Pressure mounts on cruise ship divers
GIGLIO, Italy -- Rough seas were forecast Thursday off the northwest coast of Italy, while divers there resumed the search for victims possibly trapped inside the capsized ocean liner Costa Concordia.
The bad forecast put mounting pressure on the rescue workers looking for 21 people still missing.
The hunt for bodies is tied to growing concern over a possible environmental disaster.
Authorities insist that all the rescuers must be off the ship before an operation to remove the 500,000 gallons of fuel in the ship's tanks begins.
Cruise ship search resumes; 21 still missing
Photos: Cruise ship capsizes
Complete coverage: Costa Concordia runs aground
The massive amounts of equipment that will be needed are already arriving. The specialists who will do the job say the preferred extraction technique is called "hot tapping." The fuel is pre-heated, so tanks can be identified. As oil is pumped out, it is replaced with sea water.

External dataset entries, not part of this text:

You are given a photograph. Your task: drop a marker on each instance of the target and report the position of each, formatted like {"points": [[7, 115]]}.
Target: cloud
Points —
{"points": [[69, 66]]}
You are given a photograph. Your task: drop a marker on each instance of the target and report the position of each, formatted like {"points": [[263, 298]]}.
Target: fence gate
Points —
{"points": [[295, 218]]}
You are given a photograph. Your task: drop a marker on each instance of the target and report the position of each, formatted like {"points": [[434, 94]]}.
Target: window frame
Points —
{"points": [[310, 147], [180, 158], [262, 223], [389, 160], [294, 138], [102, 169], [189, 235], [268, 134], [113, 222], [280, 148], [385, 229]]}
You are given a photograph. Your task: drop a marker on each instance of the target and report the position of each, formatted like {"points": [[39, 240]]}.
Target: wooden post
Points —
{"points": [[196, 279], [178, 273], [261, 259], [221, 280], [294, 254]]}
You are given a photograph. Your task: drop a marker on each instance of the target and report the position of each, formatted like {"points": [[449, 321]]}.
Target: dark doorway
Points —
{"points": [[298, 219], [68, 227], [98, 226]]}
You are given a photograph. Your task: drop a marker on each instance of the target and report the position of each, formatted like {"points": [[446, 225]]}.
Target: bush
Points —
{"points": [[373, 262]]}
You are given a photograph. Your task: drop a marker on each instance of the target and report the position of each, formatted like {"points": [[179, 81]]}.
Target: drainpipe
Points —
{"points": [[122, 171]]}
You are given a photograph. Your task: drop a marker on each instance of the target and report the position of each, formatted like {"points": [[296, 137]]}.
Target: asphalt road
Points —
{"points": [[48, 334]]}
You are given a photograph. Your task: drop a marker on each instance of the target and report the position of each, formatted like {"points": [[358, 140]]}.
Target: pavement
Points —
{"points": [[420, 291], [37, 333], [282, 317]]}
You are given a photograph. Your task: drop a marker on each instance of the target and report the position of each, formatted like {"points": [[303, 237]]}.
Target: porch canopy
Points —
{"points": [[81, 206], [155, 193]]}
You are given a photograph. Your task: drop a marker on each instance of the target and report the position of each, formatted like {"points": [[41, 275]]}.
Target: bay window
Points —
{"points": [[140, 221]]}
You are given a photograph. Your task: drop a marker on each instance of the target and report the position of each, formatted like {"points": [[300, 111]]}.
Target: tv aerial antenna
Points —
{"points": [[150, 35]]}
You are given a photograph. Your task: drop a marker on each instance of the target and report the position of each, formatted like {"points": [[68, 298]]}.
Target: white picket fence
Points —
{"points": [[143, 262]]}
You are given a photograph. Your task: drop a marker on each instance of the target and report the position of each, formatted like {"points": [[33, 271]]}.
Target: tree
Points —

That, says salvage expert Max Iguera of Smit Salvage, enables workers to drill into the tanks without any risks of fuel leaking in the sea, and to then extract the fuel once it's heated.
Anti-pollution booms have been laid between the wreck and the shoreline but local residents whose whole way of life is under threat are worried it won't be enough.
"It will be an environmental disaster," says Elizabeth Nanni, vice president of Giglio's tourism office, "and it would be a commercial disaster for the island's tourism, which is the main source of revenue."